The University of California Faculty Assembly has voted down a proposal to add an ethnic studies course to UC’s A–G admissions requirements. Known as Area H, the proposal was defeated with 12 votes in favor, 29 opposed, and 12 abstentions.
First introduced in 2020 through a student petition at UC Berkeley, the Area H proposal was promoted by a group of faculty advocating a “liberated” model of ethnic studies. But critics argued that this version of the curriculum was ideologically narrow, academically weak, and potentially harmful to Jewish students.
One of the most vocal critics was the AMCHA Initiative, a nonprofit that monitors antisemitism on college campuses. AMCHA Director Tammi Rossman-Benjamin warned that the proposal would mandate a curriculum that “casts Jews as ‘privileged’ oppressors and portrays Zionism—a movement central to the identity of most Jews—as inherently evil.” In an April op-ed, she called the proposal “a backdoor for introducing into every California high school an ethnic studies curriculum likely to incite virulent antisemitism.”
Rossman-Benjamin also criticized how the proposal advanced through UC’s shared governance system. Although the Board of Admissions and Relations with Schools (BOARS) initially approved the plan, it reversed course in 2023. Instead of halting the process, the Academic Senate Chair pushed the proposal forward, triggering a systemwide review. That review generated 79 pages of feedback from faculty committees, most of it critical.

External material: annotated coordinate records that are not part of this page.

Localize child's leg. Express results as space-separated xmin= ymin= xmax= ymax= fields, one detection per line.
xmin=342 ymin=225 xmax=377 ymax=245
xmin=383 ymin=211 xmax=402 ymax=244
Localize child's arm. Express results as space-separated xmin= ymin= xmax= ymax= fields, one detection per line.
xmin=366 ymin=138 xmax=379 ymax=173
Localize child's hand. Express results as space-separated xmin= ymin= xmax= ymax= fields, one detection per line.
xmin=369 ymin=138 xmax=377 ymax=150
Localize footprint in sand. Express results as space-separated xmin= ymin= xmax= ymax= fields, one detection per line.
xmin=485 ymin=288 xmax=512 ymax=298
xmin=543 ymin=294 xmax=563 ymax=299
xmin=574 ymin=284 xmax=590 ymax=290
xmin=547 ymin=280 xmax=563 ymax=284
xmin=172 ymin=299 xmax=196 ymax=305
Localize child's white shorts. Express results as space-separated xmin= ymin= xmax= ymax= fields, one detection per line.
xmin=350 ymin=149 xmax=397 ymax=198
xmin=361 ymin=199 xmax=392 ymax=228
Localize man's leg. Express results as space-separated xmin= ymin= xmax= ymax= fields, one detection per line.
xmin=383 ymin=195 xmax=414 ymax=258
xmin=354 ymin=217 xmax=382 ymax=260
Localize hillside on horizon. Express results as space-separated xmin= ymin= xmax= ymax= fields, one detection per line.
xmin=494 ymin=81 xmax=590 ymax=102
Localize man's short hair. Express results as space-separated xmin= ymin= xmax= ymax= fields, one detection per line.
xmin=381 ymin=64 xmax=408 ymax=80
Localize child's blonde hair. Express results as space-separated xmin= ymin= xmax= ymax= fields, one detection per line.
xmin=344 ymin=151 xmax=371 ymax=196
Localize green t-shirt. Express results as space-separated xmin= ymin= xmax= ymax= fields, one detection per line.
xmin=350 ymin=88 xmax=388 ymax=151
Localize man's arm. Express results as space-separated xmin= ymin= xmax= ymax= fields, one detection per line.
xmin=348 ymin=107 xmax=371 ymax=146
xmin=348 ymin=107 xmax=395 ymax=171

“The Area H proposal is the Trojan horse—and shared governance is the gate it’s passed through,” Rossman-Benjamin wrote.
Supporters of Area H had claimed it aligned with AB 101, a 2021 state law mandating ethnic studies in California high schools. But UC’s own April 2025 Assembly agenda acknowledged that the law remains unfunded and unenforced, undercutting that justification. As Rossman-Benjamin put it, “Area H is no longer supporting a mandate; it is attempting to create one—through UC’s internal governance process.”
The Faculty Assembly’s rejection of Area H follows years of petitions, letters, and public commentary from students, faculty, and advocacy groups concerned about politicization in education. The vote is being seen as a reaffirmation of the university’s commitment to academic rigor, shared governance, and inclusion based on educational merit rather than political agendas.
Rossman-Benjamin warns of the broader consequences of such policies: “Every high school classroom forced to adopt this requirement will carry the weight of a decision driven not by academic merit, but by a politicized ideology—one that has already shown hostility toward Jewish students and disregard for the values a university should uphold.”